The plaintiffs argue that the Defendants are violating federal law by forcing homeowners to purchase flood insurance. They argue that the mortgage agreement requires homeowners to purchase flood insurance in an amount equal to the mortgage amount. In their lawsuit, the Plaintiffs argue that this was not a material breach of contract, because the contract language requires homeowners to carry flood insurance in an amount equal to the mortgage. The Defendants argue that the breach of contract claims rest on an incorrect interpretation of the law.

Defendants

The Defendants in the HSBC Flood Coverage: Forced Insurance lawsuit contend that the Plaintiffs’ breach of contract claims fail because the Plaintiffs failed to state which specific provisions of the mortgage contract were violated. Plaintiffs counter that the language of the mortgage contract was ambiguous and could not be construed to allow the defendants to violate the plaintiffs’ contract.

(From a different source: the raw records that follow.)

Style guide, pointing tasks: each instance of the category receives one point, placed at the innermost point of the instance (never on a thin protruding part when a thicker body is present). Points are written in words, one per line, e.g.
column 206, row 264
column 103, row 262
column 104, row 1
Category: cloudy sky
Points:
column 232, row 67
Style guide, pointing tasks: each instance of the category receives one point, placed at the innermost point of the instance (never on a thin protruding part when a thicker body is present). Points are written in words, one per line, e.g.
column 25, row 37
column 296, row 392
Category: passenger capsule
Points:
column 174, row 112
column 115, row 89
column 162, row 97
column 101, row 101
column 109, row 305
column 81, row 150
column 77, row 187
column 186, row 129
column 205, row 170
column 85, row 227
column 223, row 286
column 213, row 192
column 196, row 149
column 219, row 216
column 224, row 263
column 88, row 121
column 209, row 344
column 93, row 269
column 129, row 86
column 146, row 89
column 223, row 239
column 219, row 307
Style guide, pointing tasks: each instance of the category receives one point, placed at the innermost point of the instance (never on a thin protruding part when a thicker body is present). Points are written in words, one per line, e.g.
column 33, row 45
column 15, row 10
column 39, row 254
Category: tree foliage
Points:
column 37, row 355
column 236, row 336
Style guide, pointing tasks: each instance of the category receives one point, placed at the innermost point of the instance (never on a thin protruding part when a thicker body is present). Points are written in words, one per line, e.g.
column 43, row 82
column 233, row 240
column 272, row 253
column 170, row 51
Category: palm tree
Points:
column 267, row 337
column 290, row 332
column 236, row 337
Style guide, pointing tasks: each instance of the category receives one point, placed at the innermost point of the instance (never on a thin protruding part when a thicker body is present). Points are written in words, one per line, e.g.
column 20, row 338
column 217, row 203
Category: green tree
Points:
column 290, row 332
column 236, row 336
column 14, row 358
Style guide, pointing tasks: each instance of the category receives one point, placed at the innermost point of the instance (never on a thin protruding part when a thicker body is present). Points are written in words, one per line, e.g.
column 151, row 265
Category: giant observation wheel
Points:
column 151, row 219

Plaintiffs’ attorneys allege that HSBC bank induced them to purchase inflated flood insurance policies. They claim the bank took kickbacks to steer them into these contracts and inflated the premiums. The settlement in the HSBC Flood Coverage: Forced Placed Insurance lawsuit provides monetary compensation to approximately 11,000 homeowners and bans the bank from forcing consumers into higher flood insurance policies.

Plaintiffs allege that HSBC knowingly and unlawfully paid kickbacks, commissions, or other compensation to induce them to purchase force-placed flood insurance policies. In addition, they allegedly improperly backdated force-placed flood insurance policies to inflate premiums even though they covered no risk of loss. This, in turn, violates the New York Deceptive Practices Act.